ここまで歴史に関しては、スティーブン・レビーの『暗号化 プライバシーを救った反乱者たち』が詳しいので是非読んでもらいたい。

1990年代

この10年間で、米国政府は強力な商用暗号化の普及を阻止しようとする暗号戦争が起きました。

暗号技術の市場はこの時点まではほぼ完全に軍事的なので、暗号技術は「輸出」を規制する厳しい規制を受けていました。米国軍需品リストに「カテゴリーXIII」の項目として含まれていたのです。サイファーパンクは暗号ソフトのコードを全部バーコードにして米国外に持ち出そうとしました。

監視をめぐる状況は好転を始めます。リバタリアンやプライバシー保護支持者による訴訟や暗号化ソフトウェアの広範な普及が起き、NSAがClipper Chipで人々のことを監視していたことが明らかになりました。
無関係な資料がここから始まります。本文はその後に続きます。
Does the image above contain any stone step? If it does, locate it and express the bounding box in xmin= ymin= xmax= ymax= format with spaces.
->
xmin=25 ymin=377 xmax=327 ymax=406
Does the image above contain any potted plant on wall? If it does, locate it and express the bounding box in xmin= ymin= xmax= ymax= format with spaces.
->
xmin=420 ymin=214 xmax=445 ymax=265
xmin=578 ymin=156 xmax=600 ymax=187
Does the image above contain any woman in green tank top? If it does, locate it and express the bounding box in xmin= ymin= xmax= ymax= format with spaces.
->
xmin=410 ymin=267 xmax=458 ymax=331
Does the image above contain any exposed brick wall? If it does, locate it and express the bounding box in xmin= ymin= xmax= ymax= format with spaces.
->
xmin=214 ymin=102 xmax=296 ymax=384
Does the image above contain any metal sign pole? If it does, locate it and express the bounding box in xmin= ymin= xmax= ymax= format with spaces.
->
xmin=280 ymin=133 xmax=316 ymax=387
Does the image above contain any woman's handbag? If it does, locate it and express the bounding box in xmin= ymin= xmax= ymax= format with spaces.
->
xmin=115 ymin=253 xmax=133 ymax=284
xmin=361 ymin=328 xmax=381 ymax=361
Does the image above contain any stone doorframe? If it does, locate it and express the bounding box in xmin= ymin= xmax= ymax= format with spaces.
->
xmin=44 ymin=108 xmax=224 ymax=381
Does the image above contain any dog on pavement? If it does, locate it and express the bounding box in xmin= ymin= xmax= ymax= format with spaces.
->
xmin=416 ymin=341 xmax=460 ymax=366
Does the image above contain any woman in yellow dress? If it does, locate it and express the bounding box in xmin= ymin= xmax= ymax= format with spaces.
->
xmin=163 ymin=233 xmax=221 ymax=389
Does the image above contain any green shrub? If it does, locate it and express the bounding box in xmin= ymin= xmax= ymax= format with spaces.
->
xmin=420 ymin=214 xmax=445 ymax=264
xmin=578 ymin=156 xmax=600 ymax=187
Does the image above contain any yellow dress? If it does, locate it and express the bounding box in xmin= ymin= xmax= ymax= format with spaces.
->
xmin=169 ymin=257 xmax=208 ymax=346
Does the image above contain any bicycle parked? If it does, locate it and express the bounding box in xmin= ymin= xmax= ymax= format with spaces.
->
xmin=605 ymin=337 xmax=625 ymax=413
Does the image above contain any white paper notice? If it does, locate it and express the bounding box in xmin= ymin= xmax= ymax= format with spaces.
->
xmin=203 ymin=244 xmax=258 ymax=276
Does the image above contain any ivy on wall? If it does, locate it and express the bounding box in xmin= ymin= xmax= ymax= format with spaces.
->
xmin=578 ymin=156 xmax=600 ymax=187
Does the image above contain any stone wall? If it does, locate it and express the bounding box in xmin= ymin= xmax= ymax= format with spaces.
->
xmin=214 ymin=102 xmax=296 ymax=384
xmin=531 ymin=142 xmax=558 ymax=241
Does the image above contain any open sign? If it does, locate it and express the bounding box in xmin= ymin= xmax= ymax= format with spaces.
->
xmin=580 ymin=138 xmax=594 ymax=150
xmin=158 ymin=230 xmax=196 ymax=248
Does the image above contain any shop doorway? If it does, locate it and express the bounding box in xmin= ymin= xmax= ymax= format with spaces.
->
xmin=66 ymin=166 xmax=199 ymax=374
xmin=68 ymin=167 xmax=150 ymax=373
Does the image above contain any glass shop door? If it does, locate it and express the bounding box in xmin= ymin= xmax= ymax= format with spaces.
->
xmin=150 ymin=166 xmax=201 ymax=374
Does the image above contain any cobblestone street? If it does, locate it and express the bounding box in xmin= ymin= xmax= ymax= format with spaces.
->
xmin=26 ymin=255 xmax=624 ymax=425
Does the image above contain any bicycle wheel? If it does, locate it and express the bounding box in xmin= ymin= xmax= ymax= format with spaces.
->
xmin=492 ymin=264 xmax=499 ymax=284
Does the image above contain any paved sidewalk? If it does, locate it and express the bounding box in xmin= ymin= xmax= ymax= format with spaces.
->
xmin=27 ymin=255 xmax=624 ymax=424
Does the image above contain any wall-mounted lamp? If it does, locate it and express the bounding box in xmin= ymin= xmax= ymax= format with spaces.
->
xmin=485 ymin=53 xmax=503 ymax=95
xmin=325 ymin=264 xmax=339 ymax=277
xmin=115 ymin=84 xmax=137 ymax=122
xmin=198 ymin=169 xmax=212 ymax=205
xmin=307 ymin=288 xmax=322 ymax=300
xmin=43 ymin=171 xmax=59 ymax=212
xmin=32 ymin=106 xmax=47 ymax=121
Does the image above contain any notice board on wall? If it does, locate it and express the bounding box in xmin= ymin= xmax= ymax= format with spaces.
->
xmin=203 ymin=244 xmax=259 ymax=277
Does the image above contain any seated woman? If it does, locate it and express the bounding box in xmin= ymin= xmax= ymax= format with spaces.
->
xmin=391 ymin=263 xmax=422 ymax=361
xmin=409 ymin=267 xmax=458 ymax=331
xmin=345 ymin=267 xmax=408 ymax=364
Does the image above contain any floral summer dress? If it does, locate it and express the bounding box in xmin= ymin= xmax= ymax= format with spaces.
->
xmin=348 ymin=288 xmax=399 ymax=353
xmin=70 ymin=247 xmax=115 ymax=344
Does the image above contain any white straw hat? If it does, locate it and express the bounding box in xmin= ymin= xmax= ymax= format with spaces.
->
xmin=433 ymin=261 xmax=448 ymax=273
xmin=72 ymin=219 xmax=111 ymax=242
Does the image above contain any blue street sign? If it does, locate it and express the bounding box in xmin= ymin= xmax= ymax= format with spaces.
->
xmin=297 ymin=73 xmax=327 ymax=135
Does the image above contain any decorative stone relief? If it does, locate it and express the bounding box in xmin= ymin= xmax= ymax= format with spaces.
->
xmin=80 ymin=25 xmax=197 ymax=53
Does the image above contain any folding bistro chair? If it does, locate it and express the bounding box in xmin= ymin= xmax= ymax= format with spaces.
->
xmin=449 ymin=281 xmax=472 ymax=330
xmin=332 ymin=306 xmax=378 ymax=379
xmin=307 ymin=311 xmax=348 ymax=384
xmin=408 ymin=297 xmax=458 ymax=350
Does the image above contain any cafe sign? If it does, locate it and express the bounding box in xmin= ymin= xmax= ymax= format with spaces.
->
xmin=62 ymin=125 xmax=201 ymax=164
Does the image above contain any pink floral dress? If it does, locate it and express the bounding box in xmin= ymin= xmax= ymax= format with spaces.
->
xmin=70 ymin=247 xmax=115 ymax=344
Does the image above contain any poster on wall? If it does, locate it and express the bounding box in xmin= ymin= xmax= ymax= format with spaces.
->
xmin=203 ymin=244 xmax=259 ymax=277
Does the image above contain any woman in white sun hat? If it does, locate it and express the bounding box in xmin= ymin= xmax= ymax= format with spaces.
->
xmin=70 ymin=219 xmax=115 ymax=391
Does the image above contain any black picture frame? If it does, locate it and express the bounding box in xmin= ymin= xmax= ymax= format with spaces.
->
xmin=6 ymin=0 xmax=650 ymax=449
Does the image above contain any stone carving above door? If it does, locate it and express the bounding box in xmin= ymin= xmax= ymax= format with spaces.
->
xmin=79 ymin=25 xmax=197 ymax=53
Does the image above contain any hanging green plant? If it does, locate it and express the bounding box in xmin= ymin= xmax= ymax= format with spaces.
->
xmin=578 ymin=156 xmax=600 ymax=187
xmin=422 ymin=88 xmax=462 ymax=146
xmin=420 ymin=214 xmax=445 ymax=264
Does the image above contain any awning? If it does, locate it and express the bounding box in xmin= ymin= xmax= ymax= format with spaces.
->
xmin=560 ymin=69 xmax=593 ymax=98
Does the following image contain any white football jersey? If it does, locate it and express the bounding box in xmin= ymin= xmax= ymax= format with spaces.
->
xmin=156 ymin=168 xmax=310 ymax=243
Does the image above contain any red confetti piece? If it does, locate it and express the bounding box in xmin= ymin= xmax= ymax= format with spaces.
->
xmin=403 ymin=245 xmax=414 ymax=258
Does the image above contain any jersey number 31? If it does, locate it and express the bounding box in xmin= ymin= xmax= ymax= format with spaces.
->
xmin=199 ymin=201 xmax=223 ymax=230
1997年Adam Back博士は「ハッシュキャッシュ」を開発しました。ハッシュキャッシュはスパム対策の仕組みとして設計されたもので、電子メールの送信に時間と計算コストをかけるため、スパムを経済的ではなくしたのです。彼は、アカウントの作成の必要がないので、HashcashはChaumの匿名型電子通貨「デジキャッシュ」よりも人々が使用するのに簡単だろうと考えていました。ハッシュキャッシュは「二重支出」に対して何らかの保護を提供しているのです。

1998年の後半にWei Dai博士は、匿名の関係者間の契約を締結する手段である “b-money”の提案を発表しました。Wei Daiは計算的パズルを解くことで、中央を持たずとも全体の合意を形成するといった構想を提唱しました。しかしながら、これは具体的な実装に欠いていました。

2000年代

2000年代にはサイファーパンクの「お金」を作ることが検討されました。

2004年、Hal Finneyは「reusable proof of work(RPOW)」で、Wei Daiのb-moneyとAdam BackによるHashcashを組み合わせようとしましたが、ネットワークが信頼できるノードのみから構成されているという前提の下にしか成り立ちませんでした。二重支出の検証と保護は依然として中央サーバーによって行われていたということです。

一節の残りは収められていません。